Diaz’s sister Hannah was five years his junior, and though they got along well enough as children, by the time Hannah was 24, Diaz was only speaking to her indirectly, using his mother or his wife as an intermediary. “Some people are givers, and some are takers,” explains the author, who had three young children at the time demanding his full emotional attention. “My sister was a taker, and my solution was to stop giving. It was Hannah’s world, and the rest of us were just living in it.” A challenging personality since the age of 14 and diagnosed with borderline personality disorder at 20, Hannah had spent years drinking, taking drugs, having promiscuous sex, overeating, and self-harming. Not long after yet another spat and tentative reconciliation, Diaz got a voice message from his mother: “Her lips are blue. Come quick.” At first Diaz suspected suicide, but as more facts emerged, the truth of Hannah’s death became unclear. This book represents Diaz’s attempt to find closure in his relationship with his sister. In it, he records the difficulties—and triumphs—of her brief life, interrogating his own mistakes and interpreting the events according to his Christian faith. What emerges is an exploration of regret: both the regret Diaz feels for things he did or did not do and the regrets that plagued Hannah in the final years of her life. Diaz’s prose is imbued with the grief, remorse, empathy, and frustration that one would expect as he recalls the tumultuous nature of his relationship with his sister: “I don’t think I blatantly ignored her as a form of malice.
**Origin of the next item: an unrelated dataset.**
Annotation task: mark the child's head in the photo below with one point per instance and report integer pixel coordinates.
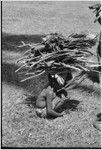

I was doing my best not to respond negatively, but I just ended up not responding at all.” While this sometimes rises to a level of saccharine, the narration is generally grounded and conversational. He approaches the subject with humility, and he manages to portray Hannah in a surprisingly sympathetic light. Diaz sees every tragedy as an opportunity to learn from God—a perspective that seems to serve him well. There may be similar memoirs with more polished narrative structures, but the sincerity that pervades Diaz’s book does much to buoy its emotional impact.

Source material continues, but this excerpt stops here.